ページのタイトル

Research

General information

Summary

We are using X-ray crystallography, nuclear magnetic resonance (NMR), and electron microscopy. Although structure determination is the essential part of our approach, we emphasize that structures themselves are not a goal, but a starting point of studies. "Structures at work" is an important keyword of our researches. Protein structures inspire the design of new biochemical experiments, and the feedbacks produce new targets for structural biology in the future. The tight coupling of structure determination and biological experiments is essential for successful structural studies. Recently, we focus on the physicochemical basis that enables protein molecules to fold into three-dimensional structures smoothly in a short time.

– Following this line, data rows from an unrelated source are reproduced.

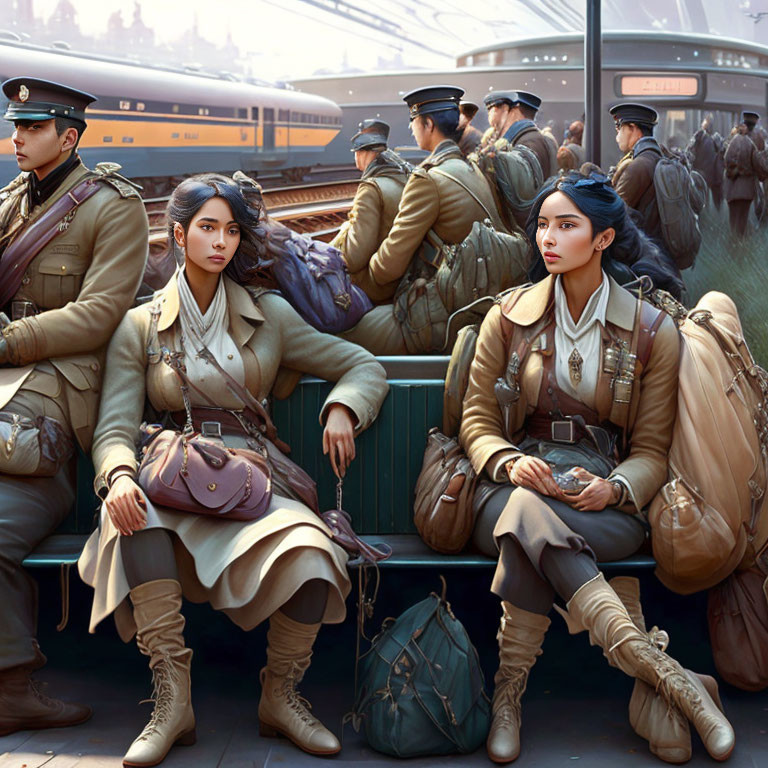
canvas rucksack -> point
(421, 690)
(449, 279)
(708, 520)
(679, 201)
(516, 174)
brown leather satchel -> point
(442, 511)
(193, 473)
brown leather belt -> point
(214, 422)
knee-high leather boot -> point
(664, 727)
(281, 709)
(159, 623)
(520, 637)
(598, 608)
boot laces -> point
(163, 680)
(506, 697)
(296, 702)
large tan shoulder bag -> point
(708, 520)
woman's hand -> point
(598, 495)
(126, 506)
(339, 438)
(535, 474)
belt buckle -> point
(211, 429)
(21, 309)
(563, 431)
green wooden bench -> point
(378, 489)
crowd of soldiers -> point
(389, 216)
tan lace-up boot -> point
(520, 637)
(598, 608)
(157, 611)
(664, 727)
(281, 710)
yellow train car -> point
(162, 123)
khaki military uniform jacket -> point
(269, 334)
(83, 282)
(490, 443)
(431, 201)
(373, 212)
(633, 182)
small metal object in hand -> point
(569, 484)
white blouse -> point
(578, 345)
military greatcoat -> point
(81, 284)
(373, 212)
(431, 201)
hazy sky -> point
(289, 38)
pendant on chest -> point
(619, 363)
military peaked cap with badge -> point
(494, 98)
(434, 98)
(30, 98)
(640, 114)
(370, 133)
(468, 109)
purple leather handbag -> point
(314, 279)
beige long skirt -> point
(246, 569)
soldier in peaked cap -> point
(73, 243)
(375, 205)
(446, 194)
(633, 177)
(511, 115)
(470, 137)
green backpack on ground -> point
(421, 690)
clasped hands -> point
(535, 474)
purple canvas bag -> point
(314, 279)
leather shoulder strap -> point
(18, 255)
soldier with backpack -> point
(445, 203)
(512, 113)
(375, 205)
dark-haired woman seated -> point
(284, 565)
(569, 412)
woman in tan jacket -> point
(568, 412)
(284, 565)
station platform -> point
(574, 711)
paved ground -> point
(574, 709)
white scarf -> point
(212, 331)
(583, 337)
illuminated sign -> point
(659, 85)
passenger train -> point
(159, 123)
(684, 76)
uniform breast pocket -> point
(60, 277)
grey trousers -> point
(31, 508)
(547, 548)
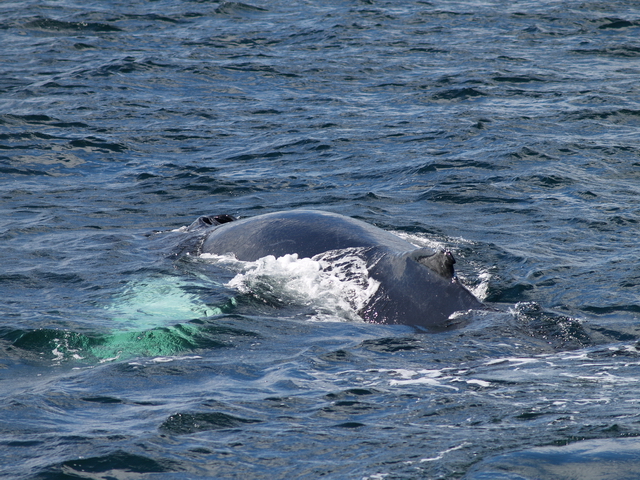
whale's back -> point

Interactions of proteins with their ligands can be divided into two categories: strong interactions and weak interactions. The strict specificity and tight binding of strong interactions are based on the shape and electrostatic complementarity at the molecular interface. The structure of the protein-ligand complex clearly describes the details of the strong interaction. In contrast, weak interactions are characterized by molecular recognitions with nonstrict specificity and weak affinity. Note that nonstrict specificity is not equal to non-specificity. A protein with nonstrict specificity can bind to a set of ligands without apparent structural similarity. Many people are interested in strong interactions, but weak interactions are also very important in various biological phenomena.

When a protein molecule is in dynamic equilibrium between two states (or structures), we usually consider one equilibrium constant K and two rate constants k (one for going and one for returning). However, when measuring K and k at the amino acid residue level using techniques such as NMR, these values may vary for each residue. Until now, the variance of this value has been ignored as a measurement error, but when we created a log k vs. log K plot, we discovered a linear relationship. This linear relationship is the key to answering the mystery of how protein molecules can fold quickly and smoothly.

The physicochemical basis that allows protein molecules to fold into native structures within a short time

Proteins can fold smoothly into their native three-dimensional structures within a short period of time, typically, on the order of milliseconds. Although this is a special property gained through natural selections in biological evolution, it is not easy to clearly express the difference between naturally optimized proteins and artificial polypeptide chains. Recently, using AI such as AlphaFold2, it has become possible to design artificial proteins that quickly form stable three-dimensional structures. However, AI uses 200,000 structures registered in the Protein Data Bank (PDB) for deep learning and thus uses the protein properties acquired through evolution as they are (without extracting them as rules). Therefore, even in the AlphaFold era, the mystery of quick protein folding has not yet been elucidated. How can we answer the great mystery in the protein science?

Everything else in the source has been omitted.